The resource officer will be available to the district during school days, plus a half-hour before school starts and 15 minutes after school ends. In case of an emergency in town which requires additional personnel, the resource officer may leave the school to assist in their capacity as a Peterborough police officer. If the officer leaves school, the responsibility for paying for that time would revert to the Town of Peterborough, not the school district.

The school resource officer must have at least two years experience as a patrolman, with a demonstrated ability to work with young people. The officer will attend training and be certified through the National Association of School Resource Officers. The resource officer may be a classroom source for law education, a student resource who can help connect students or families with other community agencies such as mental health clinics, drug treatment and other referrals, and develop programs with the approval of the school principal and staff.

Guinard said the officer could wear a less-formal uniform, such as a polo and khakis, but by state law and department policy would wear their vest and belt, including weapons.

A question about need

Selectman Bill Kennedy asked Rizzo Saunders, “Why do we need [a school resource officer]? What’s the problem you’re trying to solve, in other words?”

Rizzo Saunders said that on any given day, there might be between 800 and 1,000 people at the high school. She pointed out that any event that large in town would almost certainly have a police presence. She added that school resource officers are a part of averting school violence. In a 2021 report by the U.S. Department of Homeland Security and U.S. Secret Service on averting targeted school violence, in an examination of 67 cases where a planned attack on a school was averted, a school resource officer either reported the plot or responded to a report made by someone else in one-third of the cases. In eight cases, it was the school resource officer who received the initial report of an attack plot from students or members of the community.

Peterborough School Board representatives Dick Dunning and Janine Lesser, along with Rizzo Saunders, attended the Peterborough Select Board meeting, which was before the ConVal School Board meeting, and expressed their support for the concept.

“When kids are in school, feeling safe is critical to their day-to-day life,” Dunning said. He said a school resource officer was a “win for our kids and a win for our community.”

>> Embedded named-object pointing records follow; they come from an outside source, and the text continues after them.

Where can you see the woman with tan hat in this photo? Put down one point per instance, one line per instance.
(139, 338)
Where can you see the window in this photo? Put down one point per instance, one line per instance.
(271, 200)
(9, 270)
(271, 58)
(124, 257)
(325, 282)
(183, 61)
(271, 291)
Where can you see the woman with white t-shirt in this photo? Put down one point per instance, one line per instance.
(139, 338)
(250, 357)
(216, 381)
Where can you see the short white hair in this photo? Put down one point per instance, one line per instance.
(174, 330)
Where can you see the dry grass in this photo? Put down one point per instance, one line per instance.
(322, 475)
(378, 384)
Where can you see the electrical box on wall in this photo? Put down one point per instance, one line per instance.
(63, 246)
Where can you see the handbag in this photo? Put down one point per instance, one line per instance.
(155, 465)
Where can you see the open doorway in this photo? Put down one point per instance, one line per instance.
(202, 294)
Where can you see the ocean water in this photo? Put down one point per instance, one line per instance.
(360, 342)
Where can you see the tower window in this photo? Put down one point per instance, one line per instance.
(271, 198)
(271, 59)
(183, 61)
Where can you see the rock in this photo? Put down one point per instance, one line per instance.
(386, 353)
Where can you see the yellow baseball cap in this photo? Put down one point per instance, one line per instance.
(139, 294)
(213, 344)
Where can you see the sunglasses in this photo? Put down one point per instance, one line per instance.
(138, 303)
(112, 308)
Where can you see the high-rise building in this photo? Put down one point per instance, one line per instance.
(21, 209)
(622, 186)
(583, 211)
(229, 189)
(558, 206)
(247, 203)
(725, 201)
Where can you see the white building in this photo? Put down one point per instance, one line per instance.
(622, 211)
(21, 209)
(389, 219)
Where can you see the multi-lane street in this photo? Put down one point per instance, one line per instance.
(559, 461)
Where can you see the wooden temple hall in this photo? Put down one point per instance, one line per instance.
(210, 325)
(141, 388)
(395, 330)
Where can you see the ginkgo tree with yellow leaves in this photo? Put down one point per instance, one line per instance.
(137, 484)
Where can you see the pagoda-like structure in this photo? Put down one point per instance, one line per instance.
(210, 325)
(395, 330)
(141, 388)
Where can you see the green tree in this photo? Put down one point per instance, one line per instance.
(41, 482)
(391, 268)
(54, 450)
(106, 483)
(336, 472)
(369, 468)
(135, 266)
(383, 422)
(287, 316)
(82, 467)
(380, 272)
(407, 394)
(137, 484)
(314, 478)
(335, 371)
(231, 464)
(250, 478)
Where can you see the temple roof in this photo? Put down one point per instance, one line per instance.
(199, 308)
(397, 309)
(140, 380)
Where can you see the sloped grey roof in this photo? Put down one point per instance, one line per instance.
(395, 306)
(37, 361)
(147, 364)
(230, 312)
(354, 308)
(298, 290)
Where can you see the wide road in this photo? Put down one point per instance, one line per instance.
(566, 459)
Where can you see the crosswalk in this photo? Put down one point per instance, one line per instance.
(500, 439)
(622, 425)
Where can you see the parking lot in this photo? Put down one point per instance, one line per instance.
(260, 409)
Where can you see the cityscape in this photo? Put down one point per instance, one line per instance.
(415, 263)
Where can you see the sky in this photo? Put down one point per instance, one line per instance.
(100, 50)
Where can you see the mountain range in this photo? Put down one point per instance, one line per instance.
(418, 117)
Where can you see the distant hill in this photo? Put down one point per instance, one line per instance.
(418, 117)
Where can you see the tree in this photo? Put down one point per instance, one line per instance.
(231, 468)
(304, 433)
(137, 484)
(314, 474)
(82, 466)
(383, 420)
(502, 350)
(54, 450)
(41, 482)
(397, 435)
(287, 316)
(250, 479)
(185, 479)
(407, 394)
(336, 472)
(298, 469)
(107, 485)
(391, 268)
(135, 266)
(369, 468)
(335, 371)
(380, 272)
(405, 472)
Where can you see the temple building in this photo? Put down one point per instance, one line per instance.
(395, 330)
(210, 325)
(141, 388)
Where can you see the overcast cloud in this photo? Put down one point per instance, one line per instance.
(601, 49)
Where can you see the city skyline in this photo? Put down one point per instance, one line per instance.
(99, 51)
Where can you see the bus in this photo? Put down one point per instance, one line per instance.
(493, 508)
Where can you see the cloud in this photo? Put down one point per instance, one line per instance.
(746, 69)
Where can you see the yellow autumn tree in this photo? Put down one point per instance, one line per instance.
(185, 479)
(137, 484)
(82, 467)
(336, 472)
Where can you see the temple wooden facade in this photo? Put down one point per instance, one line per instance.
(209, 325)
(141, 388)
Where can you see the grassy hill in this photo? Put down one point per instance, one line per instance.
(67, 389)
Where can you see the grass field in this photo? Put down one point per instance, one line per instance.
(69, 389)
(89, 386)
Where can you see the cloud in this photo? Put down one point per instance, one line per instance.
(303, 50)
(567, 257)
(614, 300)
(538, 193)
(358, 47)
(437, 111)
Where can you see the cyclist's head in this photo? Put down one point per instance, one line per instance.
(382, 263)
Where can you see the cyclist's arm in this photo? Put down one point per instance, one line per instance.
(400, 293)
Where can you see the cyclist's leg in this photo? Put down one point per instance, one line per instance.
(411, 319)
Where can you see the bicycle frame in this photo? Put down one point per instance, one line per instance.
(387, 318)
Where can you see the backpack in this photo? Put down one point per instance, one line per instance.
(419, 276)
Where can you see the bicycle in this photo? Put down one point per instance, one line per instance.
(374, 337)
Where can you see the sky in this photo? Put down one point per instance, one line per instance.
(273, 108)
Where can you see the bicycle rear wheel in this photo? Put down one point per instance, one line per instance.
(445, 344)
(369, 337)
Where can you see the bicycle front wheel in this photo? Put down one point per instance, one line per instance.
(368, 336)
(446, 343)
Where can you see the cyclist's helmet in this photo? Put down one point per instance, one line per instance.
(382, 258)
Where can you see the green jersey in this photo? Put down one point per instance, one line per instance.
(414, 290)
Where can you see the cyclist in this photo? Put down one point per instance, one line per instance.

“As a taxpayer, I’ll pay what it takes to make it happen,” Dunning said.

Select Board Chair Tyler Ward said he was hesitant about the concept of a school resource officer, noting that there are communities – particularly minority communities – that have negative perceptions of police.

Guinard said one of the criticisms of school resource officers is that they contribute to what is sometimes called the “school-to-prison pipeline,” or the criminalization of infractions of school rules, leading to discipline leaving school grounds and entering the justice system. According to the American Civil Liberties Union, zero-tolerance discipline disproportionately affects Black students, as they receive 42 percent of multiple suspensions, compared to 32 percent for white students, and make up 31 percent of school-related arrests, despite only making up 16 percent of public school enrollment.

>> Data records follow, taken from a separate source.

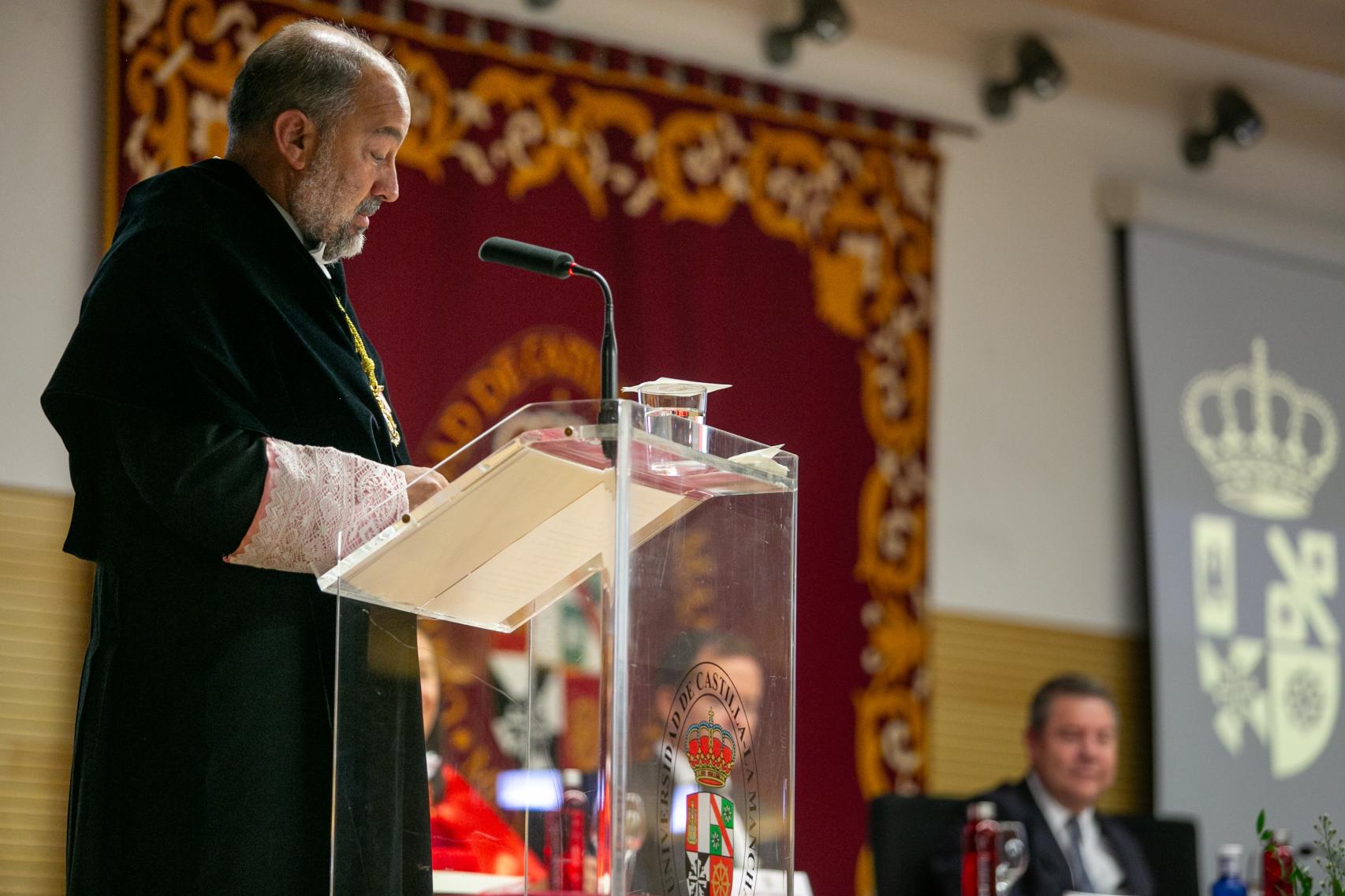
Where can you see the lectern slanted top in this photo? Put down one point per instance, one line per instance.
(617, 601)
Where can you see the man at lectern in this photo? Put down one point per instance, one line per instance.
(1071, 743)
(226, 418)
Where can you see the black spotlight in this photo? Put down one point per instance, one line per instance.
(822, 19)
(1234, 119)
(1038, 70)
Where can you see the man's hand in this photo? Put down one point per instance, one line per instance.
(421, 483)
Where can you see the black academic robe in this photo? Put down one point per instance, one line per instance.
(203, 740)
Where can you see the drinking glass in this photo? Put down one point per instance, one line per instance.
(676, 411)
(1012, 850)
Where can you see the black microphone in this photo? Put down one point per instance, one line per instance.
(526, 256)
(561, 266)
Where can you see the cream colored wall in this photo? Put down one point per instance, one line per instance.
(43, 630)
(51, 182)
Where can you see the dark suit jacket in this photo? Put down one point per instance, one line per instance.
(1048, 871)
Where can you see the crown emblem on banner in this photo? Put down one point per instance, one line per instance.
(709, 749)
(1267, 441)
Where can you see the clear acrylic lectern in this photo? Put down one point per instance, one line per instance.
(602, 619)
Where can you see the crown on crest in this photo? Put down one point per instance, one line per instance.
(709, 749)
(1269, 443)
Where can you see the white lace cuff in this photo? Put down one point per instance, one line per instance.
(315, 498)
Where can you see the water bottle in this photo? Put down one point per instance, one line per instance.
(978, 850)
(573, 831)
(1230, 872)
(1278, 863)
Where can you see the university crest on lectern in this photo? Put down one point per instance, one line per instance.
(708, 728)
(709, 816)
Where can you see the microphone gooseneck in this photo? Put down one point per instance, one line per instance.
(561, 266)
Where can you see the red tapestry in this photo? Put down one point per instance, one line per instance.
(775, 241)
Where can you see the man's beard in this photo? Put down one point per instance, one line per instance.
(314, 209)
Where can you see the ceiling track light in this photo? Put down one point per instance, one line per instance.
(1038, 72)
(1235, 120)
(825, 20)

Guinard said he was aware of that perception, and said it was not the kind of role he intended his officer to play.

“That is not the objective,” he said.

Guinard said the role of the school resource officer would be to provide programming and resources to the school, and to help stop situations before they reached the level of needing further police intervention.

When asked if he believed it would be a benefit to the town and school, Guinard said, “I do. I really do.”